Forex rates, also referred to as currency rates or nominal rates, are used by Swiss banks when performing currency conversions in certain types of financial transactions. Transactions in which forex rates are typically used include: purchases in foreign currencies settled by credit card or debit card (Maestro, Postcard, V Pay); direct transfers between bank accounts (wire transfers, for example) denominated by different currencies; transactions related to trading and holding securities (in online trading, for example). Many Swiss banks apply the forex rate to cash withdrawals made at out-of-network automated teller machines (ATMs). Currency exchanges performed at the till, on the other hand, are typically performed at the banknote rate.

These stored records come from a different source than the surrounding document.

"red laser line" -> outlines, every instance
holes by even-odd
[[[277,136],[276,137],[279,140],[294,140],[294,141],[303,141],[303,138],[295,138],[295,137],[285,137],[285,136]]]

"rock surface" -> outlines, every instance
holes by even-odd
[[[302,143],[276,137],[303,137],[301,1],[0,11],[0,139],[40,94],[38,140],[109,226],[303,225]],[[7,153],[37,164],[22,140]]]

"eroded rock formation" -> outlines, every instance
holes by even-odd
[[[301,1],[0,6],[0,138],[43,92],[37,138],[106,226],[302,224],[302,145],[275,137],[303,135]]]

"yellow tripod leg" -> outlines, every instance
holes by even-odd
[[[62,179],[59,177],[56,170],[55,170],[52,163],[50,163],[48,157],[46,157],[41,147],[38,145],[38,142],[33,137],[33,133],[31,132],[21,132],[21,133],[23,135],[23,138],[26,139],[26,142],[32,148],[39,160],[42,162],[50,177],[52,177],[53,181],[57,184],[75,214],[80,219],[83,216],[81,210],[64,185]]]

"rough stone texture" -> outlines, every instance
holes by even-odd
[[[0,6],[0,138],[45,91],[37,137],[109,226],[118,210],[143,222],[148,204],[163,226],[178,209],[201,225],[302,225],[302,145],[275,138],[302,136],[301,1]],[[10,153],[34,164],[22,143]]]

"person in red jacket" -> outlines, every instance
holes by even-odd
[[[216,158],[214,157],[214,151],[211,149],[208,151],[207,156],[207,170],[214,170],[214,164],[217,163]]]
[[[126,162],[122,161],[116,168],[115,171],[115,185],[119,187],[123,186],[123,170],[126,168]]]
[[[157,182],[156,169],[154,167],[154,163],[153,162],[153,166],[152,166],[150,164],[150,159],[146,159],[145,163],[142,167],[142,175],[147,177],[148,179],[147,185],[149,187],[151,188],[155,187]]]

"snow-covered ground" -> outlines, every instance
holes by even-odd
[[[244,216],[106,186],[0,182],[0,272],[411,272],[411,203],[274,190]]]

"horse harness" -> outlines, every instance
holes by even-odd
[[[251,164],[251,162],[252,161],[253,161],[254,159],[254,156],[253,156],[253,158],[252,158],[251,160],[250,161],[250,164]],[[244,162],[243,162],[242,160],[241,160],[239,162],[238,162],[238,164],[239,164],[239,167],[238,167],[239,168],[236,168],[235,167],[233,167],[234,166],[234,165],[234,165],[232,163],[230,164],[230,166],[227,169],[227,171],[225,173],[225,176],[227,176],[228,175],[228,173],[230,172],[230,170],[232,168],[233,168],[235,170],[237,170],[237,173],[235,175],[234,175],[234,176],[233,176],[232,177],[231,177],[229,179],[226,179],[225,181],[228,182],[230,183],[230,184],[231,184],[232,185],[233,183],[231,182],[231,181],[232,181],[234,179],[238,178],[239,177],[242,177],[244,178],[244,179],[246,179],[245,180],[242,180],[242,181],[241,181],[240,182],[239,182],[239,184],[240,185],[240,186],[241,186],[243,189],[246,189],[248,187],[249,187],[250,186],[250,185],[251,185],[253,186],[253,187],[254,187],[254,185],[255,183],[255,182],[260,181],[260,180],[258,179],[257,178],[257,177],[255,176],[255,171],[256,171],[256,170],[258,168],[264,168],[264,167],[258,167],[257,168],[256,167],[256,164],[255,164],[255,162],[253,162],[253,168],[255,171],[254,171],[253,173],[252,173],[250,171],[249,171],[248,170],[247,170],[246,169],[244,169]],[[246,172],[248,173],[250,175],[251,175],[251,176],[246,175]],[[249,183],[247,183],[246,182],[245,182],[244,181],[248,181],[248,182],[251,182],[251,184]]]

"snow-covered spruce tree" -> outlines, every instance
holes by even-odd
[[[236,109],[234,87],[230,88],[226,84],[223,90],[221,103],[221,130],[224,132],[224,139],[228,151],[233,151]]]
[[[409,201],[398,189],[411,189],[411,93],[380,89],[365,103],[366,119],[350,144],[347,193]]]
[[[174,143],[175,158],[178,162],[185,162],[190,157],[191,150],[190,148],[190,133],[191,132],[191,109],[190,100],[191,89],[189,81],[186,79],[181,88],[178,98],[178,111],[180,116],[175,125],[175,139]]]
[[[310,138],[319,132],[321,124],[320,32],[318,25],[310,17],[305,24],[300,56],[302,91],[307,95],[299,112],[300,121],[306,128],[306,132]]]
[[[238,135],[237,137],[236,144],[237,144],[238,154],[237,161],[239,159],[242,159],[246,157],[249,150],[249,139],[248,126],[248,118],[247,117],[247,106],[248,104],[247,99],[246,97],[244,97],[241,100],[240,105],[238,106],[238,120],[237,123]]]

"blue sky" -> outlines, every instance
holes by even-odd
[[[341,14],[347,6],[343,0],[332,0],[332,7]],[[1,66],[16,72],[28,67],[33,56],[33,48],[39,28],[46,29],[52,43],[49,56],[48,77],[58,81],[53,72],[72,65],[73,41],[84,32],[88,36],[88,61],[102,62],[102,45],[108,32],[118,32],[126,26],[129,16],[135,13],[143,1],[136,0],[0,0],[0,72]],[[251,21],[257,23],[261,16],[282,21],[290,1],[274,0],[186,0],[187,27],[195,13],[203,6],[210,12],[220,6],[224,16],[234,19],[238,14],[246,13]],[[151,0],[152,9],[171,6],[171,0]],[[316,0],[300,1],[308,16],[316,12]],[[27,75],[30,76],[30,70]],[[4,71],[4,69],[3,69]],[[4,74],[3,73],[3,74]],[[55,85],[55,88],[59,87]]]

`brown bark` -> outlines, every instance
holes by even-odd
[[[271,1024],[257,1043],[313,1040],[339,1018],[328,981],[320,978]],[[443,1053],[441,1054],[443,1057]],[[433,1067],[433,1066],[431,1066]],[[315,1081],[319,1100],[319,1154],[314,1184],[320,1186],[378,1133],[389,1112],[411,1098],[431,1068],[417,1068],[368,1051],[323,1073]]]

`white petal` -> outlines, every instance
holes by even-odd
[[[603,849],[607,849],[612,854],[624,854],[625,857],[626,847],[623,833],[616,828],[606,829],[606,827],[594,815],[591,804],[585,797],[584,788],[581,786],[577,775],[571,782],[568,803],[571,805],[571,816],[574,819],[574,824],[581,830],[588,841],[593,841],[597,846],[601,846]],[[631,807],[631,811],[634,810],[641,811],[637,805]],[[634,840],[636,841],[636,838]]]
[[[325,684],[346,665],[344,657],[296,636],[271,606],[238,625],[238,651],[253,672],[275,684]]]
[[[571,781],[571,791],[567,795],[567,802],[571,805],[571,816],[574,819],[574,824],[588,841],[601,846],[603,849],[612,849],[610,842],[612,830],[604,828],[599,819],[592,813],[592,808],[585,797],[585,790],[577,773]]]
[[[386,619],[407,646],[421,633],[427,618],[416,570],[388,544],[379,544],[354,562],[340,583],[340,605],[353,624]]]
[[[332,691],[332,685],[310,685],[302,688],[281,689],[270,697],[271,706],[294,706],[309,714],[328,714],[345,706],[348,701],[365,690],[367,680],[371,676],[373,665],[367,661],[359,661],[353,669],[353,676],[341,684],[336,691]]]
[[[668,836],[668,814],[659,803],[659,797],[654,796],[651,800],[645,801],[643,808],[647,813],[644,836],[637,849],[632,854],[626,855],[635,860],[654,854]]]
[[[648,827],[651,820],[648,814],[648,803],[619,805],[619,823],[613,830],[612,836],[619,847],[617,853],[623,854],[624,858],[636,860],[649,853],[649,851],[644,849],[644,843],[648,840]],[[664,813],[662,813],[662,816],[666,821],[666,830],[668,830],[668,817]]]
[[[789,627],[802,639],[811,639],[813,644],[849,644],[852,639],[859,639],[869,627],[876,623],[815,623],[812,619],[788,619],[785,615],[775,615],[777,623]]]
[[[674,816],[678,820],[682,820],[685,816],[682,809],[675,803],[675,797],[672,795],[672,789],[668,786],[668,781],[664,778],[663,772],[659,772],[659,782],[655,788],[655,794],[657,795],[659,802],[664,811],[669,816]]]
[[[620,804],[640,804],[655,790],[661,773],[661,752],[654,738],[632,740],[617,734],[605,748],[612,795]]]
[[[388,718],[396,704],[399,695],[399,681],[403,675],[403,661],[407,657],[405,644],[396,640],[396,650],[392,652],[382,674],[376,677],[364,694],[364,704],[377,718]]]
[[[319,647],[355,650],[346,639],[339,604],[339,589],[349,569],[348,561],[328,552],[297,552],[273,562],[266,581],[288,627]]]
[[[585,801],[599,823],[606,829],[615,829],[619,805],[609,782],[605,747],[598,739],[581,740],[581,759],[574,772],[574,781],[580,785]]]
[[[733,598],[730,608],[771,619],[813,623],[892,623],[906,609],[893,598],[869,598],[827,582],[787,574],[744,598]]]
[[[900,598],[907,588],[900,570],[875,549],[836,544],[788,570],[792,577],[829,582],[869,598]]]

The spread between the bid price and the ask price in a forex rate is typically narrower than the spread of a banknote rate. That makes the forex rate the more favorable rate for bank customers.
Forex rates can be applied both when currencies are bought and when they are sold. When a bank sells foreign currency to a customer, the exchange is made using the forex rate’s ask price (sell price). When the bank buys foreign currency from a customer, the forex rate’s bid price (buy price) is used.
In Switzerland, the forex rate is called the Devisenkurs in German and the cours de devises in French. While banks in many other countries advertise a single set of exchange rates rather than separate banknote and forex rates, many charge a cash fee for cash exchanges. In many cases this cash fee is not clearly listed or even hidden from customers. The use of separate banknote rates and forex rates by Swiss banks allows for greater transparency.